Pasar Digital dan Transformasi Perilaku Konsumen
Perkembangan platform digital telah mengubah cara manusia membeli kebutuhan hariannya. Kini konsumen tidak perlu berjalan ke pasar, cukup membuka layar ponsel, memilih barang, dan menunggu kurir datang ke rumah. Fenomena ini bukan semata pilihan, tetapi kebiasaan baru yang terbentuk dari kenyamanan dan efisiensi. Di balik perubahan itu, ada irama kehidupan yang bergeser: dari tatap muka menjadi transaksi sunyi melalui layar.
Sebagian pedagang mungkin merasa kalah sebelum berperang, terutama ketika teknis digital dianggap rumit dan tidak bersahabat. Namun sebenarnya, platform online bukan ancaman, melainkan ruang baru yang dapat dimasuki siapa pun yang mau belajar. Mereka yang lebih dulu beradaptasi kini menikmati pasar yang lebih luas, bahkan hingga lintas kota dan pulau.
Jika direnungkan pelan-pelan, maka akan tampak bahwa inti persoalan bukan pada platform digital itu sendiri, tetapi pada kesiapan dan keberanian para pedagang untuk mengubah cara berdagang. Dunia terus bergerak, dan siapa pun yang menolak beradaptasi justru akan tertinggal lebih jauh. Di titik ini, pasar digital seolah berkata, “Aku tidak menggantikanmu, aku hanya membuka pintu baru."

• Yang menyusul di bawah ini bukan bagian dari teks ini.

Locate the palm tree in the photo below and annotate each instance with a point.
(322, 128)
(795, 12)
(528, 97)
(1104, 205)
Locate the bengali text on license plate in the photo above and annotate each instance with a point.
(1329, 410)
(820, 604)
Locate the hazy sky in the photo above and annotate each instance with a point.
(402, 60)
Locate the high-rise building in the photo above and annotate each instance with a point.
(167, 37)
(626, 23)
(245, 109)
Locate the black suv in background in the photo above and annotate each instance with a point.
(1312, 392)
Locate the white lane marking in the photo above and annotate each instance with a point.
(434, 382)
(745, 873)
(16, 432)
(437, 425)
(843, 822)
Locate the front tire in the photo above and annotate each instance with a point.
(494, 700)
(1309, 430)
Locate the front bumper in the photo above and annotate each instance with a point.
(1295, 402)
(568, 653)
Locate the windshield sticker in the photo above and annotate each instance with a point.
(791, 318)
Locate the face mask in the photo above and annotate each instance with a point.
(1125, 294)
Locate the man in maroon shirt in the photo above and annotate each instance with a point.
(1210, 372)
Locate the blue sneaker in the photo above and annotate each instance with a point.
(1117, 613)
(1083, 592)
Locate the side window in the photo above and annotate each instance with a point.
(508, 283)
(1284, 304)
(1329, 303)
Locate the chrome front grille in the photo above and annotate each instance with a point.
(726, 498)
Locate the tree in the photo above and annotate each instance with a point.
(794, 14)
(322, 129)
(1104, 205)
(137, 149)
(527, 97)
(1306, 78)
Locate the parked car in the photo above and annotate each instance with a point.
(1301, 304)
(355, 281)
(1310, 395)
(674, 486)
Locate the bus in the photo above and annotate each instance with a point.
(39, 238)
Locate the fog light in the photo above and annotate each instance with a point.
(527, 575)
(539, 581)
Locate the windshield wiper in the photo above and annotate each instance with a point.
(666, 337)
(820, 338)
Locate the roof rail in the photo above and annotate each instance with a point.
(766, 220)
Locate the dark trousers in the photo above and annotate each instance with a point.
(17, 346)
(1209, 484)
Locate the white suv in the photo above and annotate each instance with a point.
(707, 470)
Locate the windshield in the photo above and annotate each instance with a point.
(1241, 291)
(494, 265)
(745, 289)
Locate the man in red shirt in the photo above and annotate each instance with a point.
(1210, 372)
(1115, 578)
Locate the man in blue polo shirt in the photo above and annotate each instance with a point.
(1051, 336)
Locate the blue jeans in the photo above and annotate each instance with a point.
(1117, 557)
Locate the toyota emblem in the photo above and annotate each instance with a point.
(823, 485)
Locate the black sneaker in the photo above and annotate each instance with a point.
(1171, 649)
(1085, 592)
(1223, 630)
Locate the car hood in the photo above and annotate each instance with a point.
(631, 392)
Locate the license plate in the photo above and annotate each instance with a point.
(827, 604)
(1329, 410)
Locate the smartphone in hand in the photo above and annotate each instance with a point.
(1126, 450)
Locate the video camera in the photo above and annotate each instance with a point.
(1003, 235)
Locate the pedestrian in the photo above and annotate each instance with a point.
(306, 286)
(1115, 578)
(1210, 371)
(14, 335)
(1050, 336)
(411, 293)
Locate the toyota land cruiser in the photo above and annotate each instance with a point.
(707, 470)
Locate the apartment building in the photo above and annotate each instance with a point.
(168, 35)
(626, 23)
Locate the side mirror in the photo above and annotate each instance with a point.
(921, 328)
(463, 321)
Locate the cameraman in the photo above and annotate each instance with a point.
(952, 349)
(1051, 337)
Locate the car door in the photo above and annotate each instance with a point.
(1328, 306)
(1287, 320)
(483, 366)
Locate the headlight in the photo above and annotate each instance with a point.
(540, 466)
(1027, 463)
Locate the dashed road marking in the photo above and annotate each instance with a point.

Mengapa Pedagang Harus Belajar?
Menolak perubahan hanya akan memperpanjang jarak antara pedagang kecil dan pasar yang semakin luas. Banyak pedagang di daerah pedesaan merasa teknologi adalah milik kaum berpendidikan atau generasi muda. Namun kenyataannya, teknologi hadir untuk membantu, bukan untuk membuat batas baru. Ketika seseorang berani mencoba, maka apa yang awalnya rumit perlahan menjadi sederhana.
Sebagian pedagang lain mungkin menerimanya sebagai takdir yang tidak bisa ditolak, lalu memilih diam dan bertahan dengan cara lama. Namun diam bukan solusi, karena tantangan tidak pernah hilang dengan diabaikan. Di era digital, kemampuan mengoperasikan platform online bukan lagi pilihan tambahan, melainkan bagian dari kompetensi dasar berdagang.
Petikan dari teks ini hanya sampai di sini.